A PRODUCER: He or she who makes things happen! A word that is used quite loosely in the film and video industry. The producer is the one who is able to obtain the creative ingredients to prompt a project to go, or the person who is able to raise the funding to give the project a green light but who then turns it over to another producer who makes it happen. Producers are looked at as the enemy by craftsmen who work on a project and are often disdained by actors who bring the soul of a project to life. They are scorned by film school students as a necessity but as people who do not have a creative bone in their body. It is a word that sometimes connotes disrespect, because of the business nature of showbusiness and anyone and everyone calls themselves a producer when they are “making that deal” or “bottom fishing” in the business. They haunt the film markets looking for that “one” deal, or package and they are the people who call film schools with enticements of multiple picture deals looking for the next Shane Black, John Schlessinger, Brad Silberling, Penelope Spheeris, Mike Werb, Alex Cox or Sydney Lumet, but instead make empty promises to students who are chasing dreams.
Students in my directing classes have told me that the producer is not creatively involved but merely someone who raises the money and turns it over to someone else to provide the creativity to a project. But then I ask them one question: “Who receives the Oscar® statuette at the Academy Awards® for best picture of the year?” Answer: THE PRODUCER. Not the director, the writer or the actor. They have their own statues. The Best Picture Award is given to the Producer of the motion picture, who stands with such producers as Steven Spielberg, Ray Stark, Howard Koch, Louis B. Mayer, Jack Warner; all producers whose driving force for their projects is integrity in creativity. Creativity in front, behind, before and after the rolling of the camera. The creative producer thinks inventively and ingeniously whether it is in the telling of the story, the casting of the picture, the selection of the director, the raising of the finances, and in some cases, the marketing of the film. The creative producer at any moment in the life of a project plays many different roles: the mother, the father, the lover, the romancer, the persuader, the psychologist, the soothsayer, the comic, the tragedian, the best friend, the teacher, the warrior, the negotiator, the arbitrator, the dreamer … the list seems neverending. The creative producer sees the project completed, dreams the project, gives birth to the project and then holds on as the project takes a life of its own, all the time molding it, shaping it, providing it with content to share with the world, and then leaving it with the hopes that it makes a difference. Does this sound familiar? It’s the same thing we hopefully do with our children.

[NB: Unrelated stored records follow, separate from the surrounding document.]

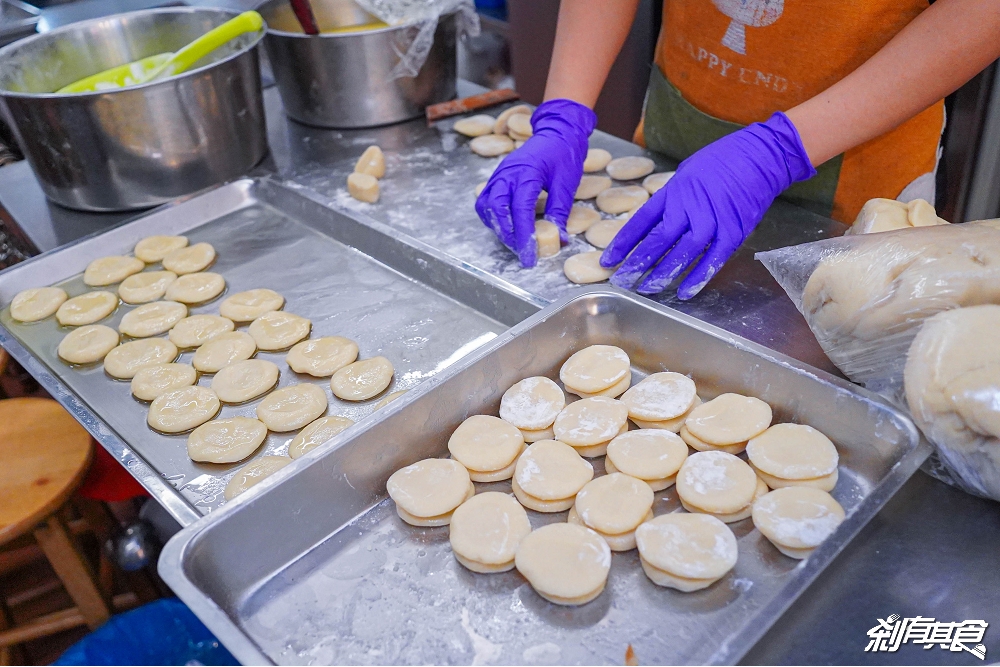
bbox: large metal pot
[0,7,267,211]
[257,0,458,128]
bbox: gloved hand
[601,111,816,300]
[476,100,597,267]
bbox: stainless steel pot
[0,7,267,211]
[257,0,458,128]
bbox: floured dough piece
[330,357,394,401]
[753,486,844,559]
[223,456,292,500]
[635,513,739,593]
[118,301,187,338]
[288,415,354,459]
[212,359,279,403]
[131,364,198,401]
[56,291,118,327]
[386,459,476,526]
[247,310,312,351]
[146,385,222,433]
[56,324,119,364]
[104,338,177,380]
[188,417,267,463]
[191,331,257,373]
[257,384,330,433]
[514,523,611,606]
[448,491,531,574]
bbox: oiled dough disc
[188,417,267,463]
[448,491,531,572]
[515,523,611,605]
[133,236,187,264]
[146,385,222,433]
[223,456,292,500]
[56,291,118,327]
[257,384,329,433]
[212,359,278,403]
[285,336,358,377]
[330,357,394,401]
[10,287,69,322]
[104,338,177,380]
[118,301,187,338]
[131,364,198,401]
[83,255,146,287]
[500,376,566,431]
[56,324,119,364]
[247,310,312,350]
[118,271,177,304]
[684,394,771,446]
[163,243,215,275]
[219,288,285,322]
[288,415,354,459]
[169,315,236,348]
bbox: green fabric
[643,65,844,217]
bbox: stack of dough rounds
[753,486,844,559]
[635,513,739,593]
[500,376,566,442]
[566,472,654,551]
[677,452,767,523]
[449,491,531,574]
[288,415,354,459]
[511,440,594,512]
[679,394,771,454]
[747,424,839,491]
[514,523,611,606]
[188,417,267,463]
[386,459,476,526]
[448,415,524,482]
[604,430,687,491]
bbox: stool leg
[35,516,111,630]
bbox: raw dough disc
[133,236,187,264]
[247,310,312,351]
[219,288,285,322]
[288,415,354,459]
[500,376,566,431]
[684,394,771,446]
[188,417,267,463]
[56,291,118,327]
[131,364,198,401]
[515,523,611,605]
[118,271,177,304]
[56,324,119,364]
[104,338,177,380]
[330,357,394,401]
[448,491,531,573]
[10,287,69,322]
[83,255,146,287]
[163,243,215,276]
[285,336,360,377]
[169,315,236,349]
[212,359,278,403]
[118,301,187,338]
[223,456,292,500]
[146,385,222,433]
[166,271,226,303]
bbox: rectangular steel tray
[160,288,928,664]
[0,180,540,525]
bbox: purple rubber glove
[476,100,597,267]
[601,111,816,300]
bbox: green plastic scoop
[56,11,264,93]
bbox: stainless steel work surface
[160,288,928,664]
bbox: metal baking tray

If we took one foot of film from a thousand-foot reel and held it up to the light what would we see? Well, at first glance we would see an image. But then upon further examination and analysis, and as we thought past the physical presence of the film in our hands, we would see actors, wardrobe, makeup, cinematography, sound (encoded somewhere around the image), set, location, props and maybe special effects.
Thinking further, we would realize that it also included everything it takes to do all of the above.
When a creative producer looks at the same strip of film, what he/she should be looking at are the dollar signs. Now imagine one thousand feet of film. In 35mm that represents a little over eleven minutes of film time and in its reeled version is the size of a 78rpm record (a dinosaur today). Imagine that you are holding this in your two hands (and it takes two hands to hold it), and there are nine more reels stacked on top, making the stack quite heavy. Now look at it. You are holding Titanic, which cost $250,000,000. Or you may be holding The Clonus Horror, which cost $250,000. What is the difference between the two? They look the same; they are the same height, the same weight. But why does one cost .001 percent of the other? What role did creativity play in the planning, execution and eventual completion of these projects that apparently look and feel the same? Does the amount of money spent on a film mean an improvement in the film? Can an understanding of creativity go beyond that which is seen on the screen and include how it got there? What role do the words “ego” and “relationship” play when being creative? These and other questions will be answered throughout this book. You will see various tenets of producing, in maintaining creativity, and be able to make creative decisions based upon the integrity of the work and the ultimate end result of the project.